Minorities represent 55 percent of the patients currently awaiting transplants, yet they represent only about 27 percent of those donating organs.
The risk of end-stage kidney disease for some minorities (Hispanics, Native American and African American) is three to four times higher than for the Caucasian population. Minorities are hard hit by hypertension, diabetes, and kidney disorders… diseases which lead to organ failure. In fact, of the patients nationwide awaiting kidney transplants, 35% are African American, 18% are Hispanic (18%), 7% are Asian.
Hispanics, Native Americans and African-Americans between the ages of 45 and 65 have twice as much diabetes as do Caucasians in this age group.
Because the minority population continues to grow, making up 20% of the US population, the need for minority donation and transplantation can be anticipated to grow as well.
While the number of minorities waiting for a transplant continues to grow, minority organ donations lag behind those of the Caucasian population.

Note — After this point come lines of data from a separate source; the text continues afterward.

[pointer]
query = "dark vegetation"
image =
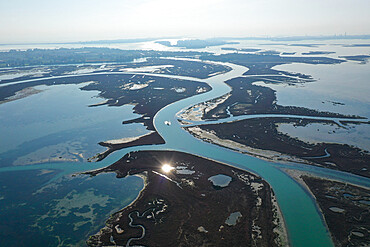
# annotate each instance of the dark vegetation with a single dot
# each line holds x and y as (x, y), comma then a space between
(174, 208)
(352, 226)
(262, 134)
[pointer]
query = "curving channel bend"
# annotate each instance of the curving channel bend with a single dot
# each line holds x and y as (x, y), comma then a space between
(304, 222)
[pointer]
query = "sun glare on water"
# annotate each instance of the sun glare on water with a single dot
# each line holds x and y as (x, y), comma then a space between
(167, 168)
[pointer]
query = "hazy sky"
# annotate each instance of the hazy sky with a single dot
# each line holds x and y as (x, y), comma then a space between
(80, 20)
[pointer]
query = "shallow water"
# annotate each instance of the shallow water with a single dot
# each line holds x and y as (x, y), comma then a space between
(304, 222)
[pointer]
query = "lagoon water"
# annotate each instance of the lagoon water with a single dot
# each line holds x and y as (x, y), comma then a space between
(64, 125)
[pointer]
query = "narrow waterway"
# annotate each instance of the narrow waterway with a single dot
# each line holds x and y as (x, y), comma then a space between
(304, 223)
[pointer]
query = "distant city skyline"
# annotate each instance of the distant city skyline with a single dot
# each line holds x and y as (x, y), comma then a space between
(66, 21)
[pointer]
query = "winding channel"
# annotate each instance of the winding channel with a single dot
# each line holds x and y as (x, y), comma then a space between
(304, 222)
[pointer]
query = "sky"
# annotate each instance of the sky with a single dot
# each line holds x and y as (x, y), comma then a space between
(23, 21)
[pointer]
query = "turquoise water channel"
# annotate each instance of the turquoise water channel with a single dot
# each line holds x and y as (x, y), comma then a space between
(305, 224)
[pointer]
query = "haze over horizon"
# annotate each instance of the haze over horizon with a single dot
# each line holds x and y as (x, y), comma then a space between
(65, 21)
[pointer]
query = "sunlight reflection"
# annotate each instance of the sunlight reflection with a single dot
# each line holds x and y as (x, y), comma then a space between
(167, 168)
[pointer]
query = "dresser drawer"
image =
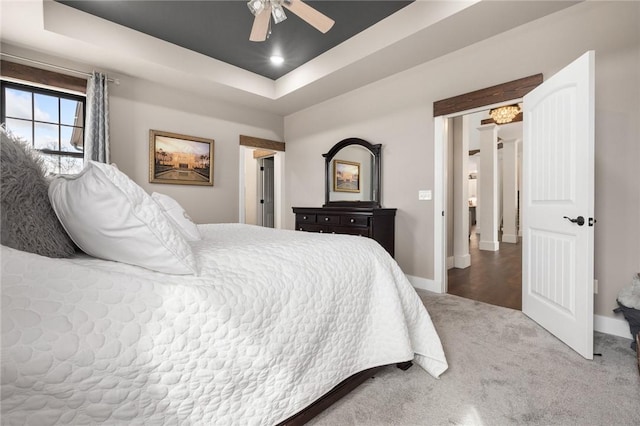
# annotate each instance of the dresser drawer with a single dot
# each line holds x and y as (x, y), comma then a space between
(354, 220)
(305, 218)
(310, 227)
(328, 219)
(352, 230)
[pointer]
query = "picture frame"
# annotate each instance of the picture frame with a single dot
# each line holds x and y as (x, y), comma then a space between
(180, 159)
(346, 176)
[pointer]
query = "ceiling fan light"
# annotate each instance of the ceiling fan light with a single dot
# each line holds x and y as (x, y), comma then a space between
(505, 114)
(278, 13)
(256, 6)
(276, 60)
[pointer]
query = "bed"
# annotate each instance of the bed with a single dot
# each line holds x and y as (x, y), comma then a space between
(268, 323)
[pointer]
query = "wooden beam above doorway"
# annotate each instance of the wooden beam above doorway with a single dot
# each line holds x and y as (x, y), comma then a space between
(515, 89)
(261, 143)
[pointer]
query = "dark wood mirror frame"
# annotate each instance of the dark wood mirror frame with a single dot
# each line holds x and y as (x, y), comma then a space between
(375, 173)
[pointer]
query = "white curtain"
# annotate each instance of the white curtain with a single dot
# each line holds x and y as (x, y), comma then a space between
(96, 131)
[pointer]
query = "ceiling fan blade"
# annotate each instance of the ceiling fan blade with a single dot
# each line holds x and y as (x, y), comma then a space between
(314, 18)
(261, 26)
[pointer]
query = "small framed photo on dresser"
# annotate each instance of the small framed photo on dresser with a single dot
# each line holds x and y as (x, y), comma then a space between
(346, 176)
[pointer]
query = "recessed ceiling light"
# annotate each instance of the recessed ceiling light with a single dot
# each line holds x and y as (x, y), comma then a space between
(277, 60)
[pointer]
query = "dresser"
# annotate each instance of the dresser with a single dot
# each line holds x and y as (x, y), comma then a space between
(371, 222)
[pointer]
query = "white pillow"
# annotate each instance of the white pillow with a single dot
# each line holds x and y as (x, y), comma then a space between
(109, 216)
(177, 216)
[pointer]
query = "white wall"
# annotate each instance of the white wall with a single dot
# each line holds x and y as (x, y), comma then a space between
(137, 105)
(397, 112)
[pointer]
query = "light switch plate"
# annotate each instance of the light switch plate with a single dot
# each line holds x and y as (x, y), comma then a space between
(424, 195)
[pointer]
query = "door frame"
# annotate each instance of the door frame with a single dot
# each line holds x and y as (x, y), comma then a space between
(443, 110)
(252, 143)
(261, 185)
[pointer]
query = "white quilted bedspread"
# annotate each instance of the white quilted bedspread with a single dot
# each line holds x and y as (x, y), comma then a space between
(273, 321)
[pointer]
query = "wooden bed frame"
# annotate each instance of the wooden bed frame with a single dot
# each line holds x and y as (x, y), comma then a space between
(335, 394)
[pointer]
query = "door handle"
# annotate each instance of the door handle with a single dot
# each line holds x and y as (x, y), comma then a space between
(579, 220)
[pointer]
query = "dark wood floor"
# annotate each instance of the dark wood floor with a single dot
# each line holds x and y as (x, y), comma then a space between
(494, 277)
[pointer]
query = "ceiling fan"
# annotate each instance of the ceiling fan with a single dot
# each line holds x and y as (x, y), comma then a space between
(264, 9)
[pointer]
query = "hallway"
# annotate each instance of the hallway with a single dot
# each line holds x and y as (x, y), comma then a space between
(493, 277)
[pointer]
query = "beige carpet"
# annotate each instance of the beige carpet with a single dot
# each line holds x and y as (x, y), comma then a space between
(504, 369)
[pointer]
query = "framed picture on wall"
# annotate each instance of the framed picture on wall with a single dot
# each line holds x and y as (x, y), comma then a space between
(346, 176)
(180, 159)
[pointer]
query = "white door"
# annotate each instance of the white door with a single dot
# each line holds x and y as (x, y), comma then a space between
(558, 194)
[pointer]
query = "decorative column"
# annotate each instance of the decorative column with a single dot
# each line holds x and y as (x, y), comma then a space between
(461, 256)
(509, 190)
(489, 188)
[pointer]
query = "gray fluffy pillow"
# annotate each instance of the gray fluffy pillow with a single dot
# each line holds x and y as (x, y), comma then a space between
(28, 220)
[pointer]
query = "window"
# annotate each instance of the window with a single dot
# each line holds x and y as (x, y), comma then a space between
(51, 122)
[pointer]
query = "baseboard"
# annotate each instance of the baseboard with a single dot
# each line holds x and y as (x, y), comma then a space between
(462, 262)
(509, 238)
(424, 284)
(614, 326)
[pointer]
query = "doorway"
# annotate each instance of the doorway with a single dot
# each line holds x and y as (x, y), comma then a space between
(266, 189)
(261, 182)
(484, 266)
(444, 111)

Deceased donations are overwhelmingly from Caucasians, 67%; followed by African Americans, 17%; Hispanic, 13%; and Asian, 2.4%,
It’s critical to increase the availability of minority donors, in order to save lives within those communities. Fact is the best matches between donors and recipients often lie between members of the same race. Currently, the lack of minority organ donors decreases the number of well-matched kidneys and pancreases available for minority recipients.